Y a jalar la carreta…

Me refiero al conjunto escultórico que España donó a nuestro país y que fue colocada en la Plaza Miravalle. Cité el viernes pasado la noticia del DDF acerca de que cierran la plaza de marras para construir en las inmediaciones reductores de velocidad. La noticia me trajo a la mente el mensaje que dirigí a La Cibeles  cuando yo recién llegado a esta noble y vial. Dije entre mí a la diosa de la fertilidad campestre en la mitología de la antigua Grecia:

– Ruegue a Zeus, señora,  que usted no vaya a correr la suerte de que se la roben o terminen ofendiendo su honra. Que permanezca completa, no me la vayan a coger como objeto de rapiña y vaya a parar al jardín de alguna residencia de funcionario sexenal.

En fin, que a la hora de presumir nosotros también tenemos estatuas: ecuestres (algunas), pedestres (las más), erguidas (las menos), y culimpinadas (las de hoy), todas de héroes epónimos, falsos y verdaderos, dignísimos exponentes de la cultura de la derrota que forma la historia de mi país; las tenemos alineadas a lo largo de uno que nombramos Paseo de la Reforma, por el paseo que a la reforma le han dado sotanas y capas pluviales que manejan la vida pública y púbica del país. Tenemos multitud de estatuas de unos héroes que fueron pasto de la derrota y que cayeron de cara al sol una vez que clamaron al cielo y burilaron en la historia su célebre frase: “Va mi espada en prenda”, “Me quiebro, pero no me doblo”,  “Mi pasión por México”. Hermosas frases y hermosas estatuas, o casi,  porque a la que no le falta un brazo fáltale un ojo, una zanca o como a las de hoy: “lo mero prencipal”.  No heridas son  de campaña, señora, que serían heridas heroicas; descuido, incuria, desdén. Es México.

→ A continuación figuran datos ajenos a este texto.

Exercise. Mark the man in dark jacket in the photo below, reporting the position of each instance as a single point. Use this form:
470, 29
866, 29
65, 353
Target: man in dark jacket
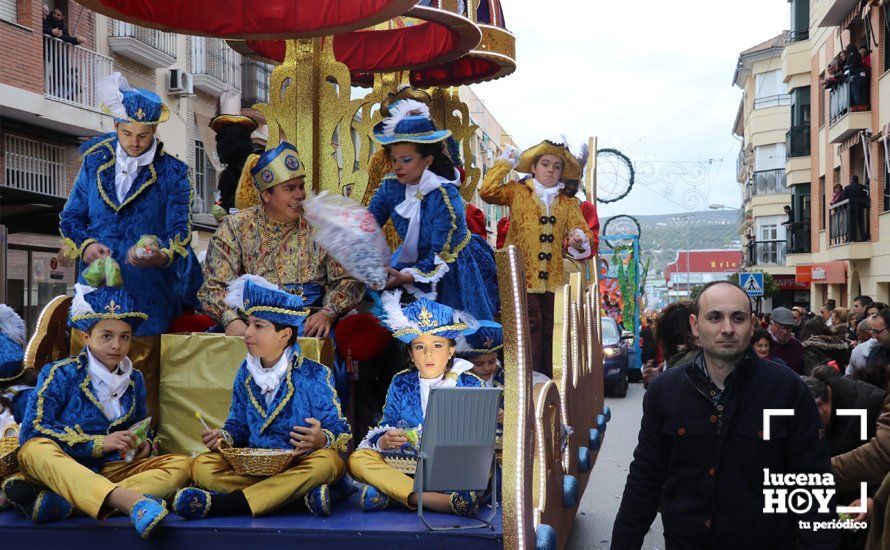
836, 393
702, 452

Y ya que hablamos de estatuas: una madre tenemos allá por Sullivan, pero qué clase de madre: de cantera vil, descalza, vestida de bailarina folklórica o de mesera del Sanborn’s; una madre así de flaquita, de chiquirritica, símbolo enhiesto de un estacionamiento que ya cerraron por incosteable. Y luego nos enchilamos porque nos gritan que qué poca estatua tenemos. Así nos insultan quienes nos conocen a fondo.

Es cuanto, señora diosa  Cibeles. Edificante resulta que haya llegado usted a nosotros por la vía del afecto español, ahora que más afectuoso les va resultando nuestro petróleo, pero ese ya es otro cantar, cante jondo.

Me reconforta su estatua de diosa,  no que hasta ahora pura estatua de pícaros y  Tartufos, de simuladores y demás gentualla que por malas artes se encaramó en el pedestal sexenal o en los altares  del culto católico. Pregunte por ahí sobre la   masacrada estatuaria de un Alemán que a su hora  tanto daño causó a la nación, y de un garañón de tamaños, la del primer espurio de la historia reciente del país y esos adefesios que manipuladores erigieron a la (mala) memoria de cierto correligionario corrupto él, cuyo único mérito fue recibir un balazo en la nuca. Y la estatua de Fox, la de los beatos cristeros…

Y al igual que los leones que jalan su carretón, los de las estatuas uncieron a la suya a unos leones a los que domesticaron porque  despreciamos la historia, nos negamos a crecer y asumir, y seguimos delegando en ellos una y otra vez. Y a seguir uncidos y jalándoles la carreta…

Es cuanto, diosa Cibeles. Esta es su casa.  Que le sean leves DDF y palomas. ¿Sismos, temblores? Juegos de niños junto a la acción de los Lics. Jerásimos. Cuidado, mucho cuidado con esos chuchos que alzan la pata y… ¡de nueva izquierda, imagínese!